On June 6, 2007 the bill was referred to the Subcommittee on Health where it awaited review.
On February 13, 2009, the Help Efficient, Accessible, Low-cost, Timely Healthcare (HEALTH) Act of 2009 (H.R. 1086) was reintroduced in the House for the 111th Congress. The bill was referred to the House Energy and Commerce on the same day where it is currently awaiting review.
(1) Richard E. Anderson, M.D., “Defending the Practice of Medicine,” Archives of Internal Medicine, Vol. 164, No. 11 (June 14, 2004), p. 1174.
(2) David M. Studdert, Michelle M. Mello, and Troyen A. Brennan, “Medical Malpractice,” The New England Journal of Medicine, Vol. 350, No. 3 (January 15, 2004), p. 285.

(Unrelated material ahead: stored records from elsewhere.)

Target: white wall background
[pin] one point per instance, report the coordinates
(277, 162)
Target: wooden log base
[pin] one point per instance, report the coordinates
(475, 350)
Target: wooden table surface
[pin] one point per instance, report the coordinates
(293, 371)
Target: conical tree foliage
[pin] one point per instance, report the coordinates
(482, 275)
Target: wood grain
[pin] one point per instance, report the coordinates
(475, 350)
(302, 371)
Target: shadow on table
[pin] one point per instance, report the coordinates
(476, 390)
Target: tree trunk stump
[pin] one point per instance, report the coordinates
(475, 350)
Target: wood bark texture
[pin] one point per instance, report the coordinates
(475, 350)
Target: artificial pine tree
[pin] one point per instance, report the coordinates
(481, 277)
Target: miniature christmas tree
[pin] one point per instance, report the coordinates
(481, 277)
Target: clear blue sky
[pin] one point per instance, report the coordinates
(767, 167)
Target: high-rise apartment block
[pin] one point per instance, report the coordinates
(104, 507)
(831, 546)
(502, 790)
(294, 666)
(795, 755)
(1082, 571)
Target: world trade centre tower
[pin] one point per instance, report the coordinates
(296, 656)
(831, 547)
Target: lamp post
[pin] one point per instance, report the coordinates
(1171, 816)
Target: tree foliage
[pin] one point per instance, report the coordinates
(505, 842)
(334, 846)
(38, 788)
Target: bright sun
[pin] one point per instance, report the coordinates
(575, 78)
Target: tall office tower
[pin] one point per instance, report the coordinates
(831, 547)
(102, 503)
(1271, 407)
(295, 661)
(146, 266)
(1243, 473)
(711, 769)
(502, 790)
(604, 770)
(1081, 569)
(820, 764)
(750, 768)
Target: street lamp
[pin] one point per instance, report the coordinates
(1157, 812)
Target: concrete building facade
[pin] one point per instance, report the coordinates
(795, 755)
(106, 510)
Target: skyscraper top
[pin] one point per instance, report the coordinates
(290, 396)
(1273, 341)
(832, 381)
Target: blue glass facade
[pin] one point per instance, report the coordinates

(3) William E. Encinosa and Fred J. Hellinger, “ Have State Caps on Malpractice Awards Increased the Supply of Physicians?” Health Affairs Web Exclusive (May 31, 2005).
(4) Kenneth E. Thorpe, “ The Medical Malpractice ‘Crisis’: Recent Trends and The Impact of State Tort Reforms,” Health Affairs Web Exclusive (January 21, 2004).
Inglis Position:
I voted for HR 5. Patients injured by negligent doctors should have the ability to recover economic damages and receive reasonable awards for pain and suffering. However, medical liability reform is needed to ensure that doctors can afford to practice and patients have access to the specialists they need.
Steven Johnson (7/28/08)
Mr. Inglis, how does a cap of $250k for a child who becomes paralyzed at the hands of a surgeon prevent frivolous lawsuits? Is that fair for him? How about your paralyzed child? Aren't you simply protecting insurance companies? The GAO said medical lawsuits only account for 1/2 of 1% of ALL medical costs. Why is that so bad? When you or your company(ies) needs to sue someone, will you pledge to limit you or your family’s recovery to $250k?